6) Pengaruh variabel M1 terhadap nilai tukar rupiah Hasil pengolahan data dengan menggunakan metode ARCH GARCH menunjukan bahwa nilai t hitung variabel M1 adalah sebesar 5,334634 dan nilai t tabel dengan alpha 0,05 (5%) di dapat nilai sebesar ± 2,069, jadi dapat disimpulakan 5,334634 > ± 2,069 atau dengan kata lain t hitung > t tabel maka H0 ditolak dan H1 diterima. Dengan demikian dapat disimpulkan bahwa variabel M1 secara parsial mempunyai pengaruh yang signifikan terhadap nilai tukar rupiah per dolar Amerika Serikat. Besarnya koefisisn variabel jumlah uang beredar (M1) yang terlihat dalam tabel 4.10 adalah sebesar 0,020077 yang berarti bahwa setiap kenaikan jumlah uang beredar (M1) 1% maka dolar akan mengalami apresiasi terhadap rupiah atau nilai tukar rupiah akan melemah terhadap dolar Amerika sebesar 0,020077% dengan anggapan cateris paribus. Hasil ini sesuai dengan penelitian sebelumnya yang dilakukan oleh Adwin Surya A (2002) dan Ni Made Sukartini dan Somnya Laksana (2000) yang mengatakan bahwa
variabel
jumlah
uang
beredar
secara
signifikan
mempengaruhi nilai tukar rupiah terhadap dolar Amerika Serikat.
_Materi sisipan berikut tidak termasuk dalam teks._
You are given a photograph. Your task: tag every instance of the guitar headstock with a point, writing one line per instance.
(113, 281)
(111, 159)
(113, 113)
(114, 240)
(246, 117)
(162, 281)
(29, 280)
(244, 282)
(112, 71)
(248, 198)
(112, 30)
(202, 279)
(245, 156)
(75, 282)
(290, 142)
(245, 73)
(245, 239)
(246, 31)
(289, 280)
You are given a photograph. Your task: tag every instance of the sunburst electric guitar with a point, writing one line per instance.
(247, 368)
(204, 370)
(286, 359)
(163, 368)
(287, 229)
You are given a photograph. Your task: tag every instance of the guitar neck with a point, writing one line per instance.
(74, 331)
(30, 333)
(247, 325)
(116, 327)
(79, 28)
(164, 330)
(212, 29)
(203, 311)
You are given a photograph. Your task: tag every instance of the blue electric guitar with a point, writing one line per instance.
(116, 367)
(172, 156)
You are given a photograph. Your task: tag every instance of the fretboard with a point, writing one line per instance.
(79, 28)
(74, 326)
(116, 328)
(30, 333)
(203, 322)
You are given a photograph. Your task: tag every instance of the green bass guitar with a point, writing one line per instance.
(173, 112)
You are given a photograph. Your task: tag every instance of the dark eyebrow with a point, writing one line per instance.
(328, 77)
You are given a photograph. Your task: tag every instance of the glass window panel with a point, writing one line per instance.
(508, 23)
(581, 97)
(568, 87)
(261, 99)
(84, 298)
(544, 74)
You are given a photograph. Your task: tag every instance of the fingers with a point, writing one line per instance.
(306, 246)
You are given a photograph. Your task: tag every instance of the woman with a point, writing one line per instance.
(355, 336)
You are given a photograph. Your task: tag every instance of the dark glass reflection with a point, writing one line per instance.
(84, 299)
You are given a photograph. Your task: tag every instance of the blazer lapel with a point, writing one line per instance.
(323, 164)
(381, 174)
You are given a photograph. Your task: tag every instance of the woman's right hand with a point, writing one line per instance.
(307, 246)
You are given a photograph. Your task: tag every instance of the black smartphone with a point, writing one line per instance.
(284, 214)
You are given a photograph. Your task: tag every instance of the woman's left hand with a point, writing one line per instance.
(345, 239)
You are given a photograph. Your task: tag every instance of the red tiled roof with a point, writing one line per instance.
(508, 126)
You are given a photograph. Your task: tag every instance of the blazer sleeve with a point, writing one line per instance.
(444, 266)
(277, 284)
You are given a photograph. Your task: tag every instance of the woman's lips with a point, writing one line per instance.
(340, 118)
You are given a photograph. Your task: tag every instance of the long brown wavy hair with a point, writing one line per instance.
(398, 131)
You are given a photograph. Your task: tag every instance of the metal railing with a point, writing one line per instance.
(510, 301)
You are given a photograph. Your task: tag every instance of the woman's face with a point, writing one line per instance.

Berdasarkan hasil analsis sebelum dan setelah diterapkannya free floating exchange rate system dengan menggunakan metode ARCH GARCH yang ditunjukan oleh tabel 4.9 dan tabel 4.10 diatas terlihat
bahwa adanya perbedaan dari faktor yang mempengaruhi nilai tukar rupiah dari ke dua sistem tersebut. Hal ini terjadi karena pada saat managed floating exchange rate system pemerintah menerapkan batas atas dan batas bawah nilai tukar rupiah terhadap dolar Amerika yang menyebabkan mekanisme pasar tidak berjalan dengan baik. Sedangkan pada saat Indonesia menerapkan free floating exchange rate system nilai tukar diserahkan kepada mekanisme pasar. Sehingga semua kondisi yang mempengaruhi pasar dapat langsung mempengaruhi nilai tukar rupiah. Adanya perbedaan tersebut dikarenakan ke dua rezim sistem nilai tukar tersebut mempunyai ciri dan karakteristik yang berbeda. Selain itu, perbedaan tersebut diperkirakan karena pada saat managed floating exchange rate system kondisi ekonomi, keamanan, dan politik Indonesia relatif stabil dibandingkan pada saat diterapkannya free floating exchange rate system dimana Indonesia mengalami krisis ekonomi yang mempengaruhi hampir semua aspek kehidupan.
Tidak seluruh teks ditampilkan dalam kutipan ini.